Je ne bougeais pas au sont des arcs se tendant autour de nous. Je ne bougeais pas à ces sphères de lumières qui roulaient jusqu'à nos pieds pour nous éclairer. Il n'y avait autour de nous, que végétation. Les arbres semblaient être les seuls maîtres dans ces lieux, mais c'est un peuple d'un genre ancien qui vivait ici en maître. Je demandais à tous de ne pas faire de bruit et de se taire tout pendant qu'il s’avançait vers nous.

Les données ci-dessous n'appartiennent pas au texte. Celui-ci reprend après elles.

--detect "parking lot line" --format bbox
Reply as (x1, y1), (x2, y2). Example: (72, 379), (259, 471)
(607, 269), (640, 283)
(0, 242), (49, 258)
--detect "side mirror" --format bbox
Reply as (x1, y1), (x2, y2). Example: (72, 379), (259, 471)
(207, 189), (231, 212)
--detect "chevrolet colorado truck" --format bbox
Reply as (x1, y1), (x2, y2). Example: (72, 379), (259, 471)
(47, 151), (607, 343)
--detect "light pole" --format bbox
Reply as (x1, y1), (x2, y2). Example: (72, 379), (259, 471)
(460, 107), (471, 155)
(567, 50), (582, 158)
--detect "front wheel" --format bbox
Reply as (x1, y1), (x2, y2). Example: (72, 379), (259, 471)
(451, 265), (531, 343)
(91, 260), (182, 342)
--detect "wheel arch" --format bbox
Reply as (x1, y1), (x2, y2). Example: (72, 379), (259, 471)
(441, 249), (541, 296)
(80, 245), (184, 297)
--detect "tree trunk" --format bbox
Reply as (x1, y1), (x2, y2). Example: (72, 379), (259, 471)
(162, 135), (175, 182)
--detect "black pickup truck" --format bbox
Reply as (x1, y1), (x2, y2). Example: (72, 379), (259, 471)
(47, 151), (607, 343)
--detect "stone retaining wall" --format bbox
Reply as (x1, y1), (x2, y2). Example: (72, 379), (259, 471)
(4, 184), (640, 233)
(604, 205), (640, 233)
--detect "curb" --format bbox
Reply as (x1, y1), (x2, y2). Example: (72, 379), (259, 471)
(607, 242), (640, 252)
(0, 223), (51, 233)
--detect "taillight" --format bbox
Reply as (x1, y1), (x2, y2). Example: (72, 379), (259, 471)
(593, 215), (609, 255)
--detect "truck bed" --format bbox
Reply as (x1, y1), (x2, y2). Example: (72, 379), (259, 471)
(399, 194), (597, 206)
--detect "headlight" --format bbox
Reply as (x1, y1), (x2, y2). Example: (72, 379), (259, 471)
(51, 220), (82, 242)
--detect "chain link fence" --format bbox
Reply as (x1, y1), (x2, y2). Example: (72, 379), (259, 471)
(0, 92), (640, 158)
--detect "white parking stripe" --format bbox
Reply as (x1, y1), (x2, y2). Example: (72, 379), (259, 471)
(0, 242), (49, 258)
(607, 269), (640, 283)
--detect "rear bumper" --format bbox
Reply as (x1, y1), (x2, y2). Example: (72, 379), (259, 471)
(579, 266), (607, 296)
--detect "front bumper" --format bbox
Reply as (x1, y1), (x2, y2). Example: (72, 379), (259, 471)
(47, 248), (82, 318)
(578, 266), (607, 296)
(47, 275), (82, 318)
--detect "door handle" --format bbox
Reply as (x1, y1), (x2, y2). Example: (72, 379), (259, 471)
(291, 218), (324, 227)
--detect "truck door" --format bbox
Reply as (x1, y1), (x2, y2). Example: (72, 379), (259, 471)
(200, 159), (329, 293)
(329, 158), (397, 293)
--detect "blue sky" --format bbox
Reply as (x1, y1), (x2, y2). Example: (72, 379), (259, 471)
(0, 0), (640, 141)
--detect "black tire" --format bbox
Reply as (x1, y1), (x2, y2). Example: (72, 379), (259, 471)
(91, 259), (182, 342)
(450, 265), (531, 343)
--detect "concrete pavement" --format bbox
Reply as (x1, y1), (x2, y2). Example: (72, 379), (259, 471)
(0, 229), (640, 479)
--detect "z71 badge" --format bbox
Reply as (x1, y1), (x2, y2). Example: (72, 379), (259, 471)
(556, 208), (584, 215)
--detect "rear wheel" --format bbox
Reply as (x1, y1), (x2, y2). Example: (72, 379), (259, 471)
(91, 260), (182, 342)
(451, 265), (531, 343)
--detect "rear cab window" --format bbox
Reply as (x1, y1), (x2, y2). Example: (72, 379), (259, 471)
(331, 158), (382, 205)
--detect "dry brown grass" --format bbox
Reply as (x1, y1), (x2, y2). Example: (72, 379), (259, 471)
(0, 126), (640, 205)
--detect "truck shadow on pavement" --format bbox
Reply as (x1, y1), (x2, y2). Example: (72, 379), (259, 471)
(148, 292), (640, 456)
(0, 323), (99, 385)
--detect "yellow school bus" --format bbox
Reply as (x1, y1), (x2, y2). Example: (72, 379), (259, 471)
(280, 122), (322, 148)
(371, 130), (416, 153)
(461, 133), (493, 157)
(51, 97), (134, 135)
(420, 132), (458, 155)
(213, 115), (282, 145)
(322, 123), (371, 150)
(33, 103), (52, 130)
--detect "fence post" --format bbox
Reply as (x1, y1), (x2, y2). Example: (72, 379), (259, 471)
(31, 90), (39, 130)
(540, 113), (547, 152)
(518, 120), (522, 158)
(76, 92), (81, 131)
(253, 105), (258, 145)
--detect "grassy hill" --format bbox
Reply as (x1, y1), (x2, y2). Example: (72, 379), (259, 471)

Il avait un grand sourire sur le visage que ses cheveux blancs venaient parfois perturber. Il avait toujours été roi au plus loin que je me souvienne. Il avait toujours ce même visage et était inchangé malgré les années qui c'étaient écoulées. Lui avait bien plus d'année à vivre que nous. Il était déjà bien plus que centenaire, mais avait toujours cette jeunesse.
« La lune m'avait prévenu de votre arrivée. Qu'il est triste de voir dans vos yeux la fin tragique de votre roi. Vous sorcier êtes bien étrange. » « Votre majesté... Je vous prie de m'accorder cette faveur que vous m'aviez jadis promise. »Je vis son visage se lier à un sourire.
« Celle que je vois comme Reine des sorciers ne peut qu'être certaines de ma dévotion en vers sa personne. »Je lui faisais un sourire et entrepris de me saisir de la main qu'il m'avait tendue. Au contact de ces doigts le monde se changea néanmoins en vide noir. J'avais tenu au plus loin que mon corps me le permettait.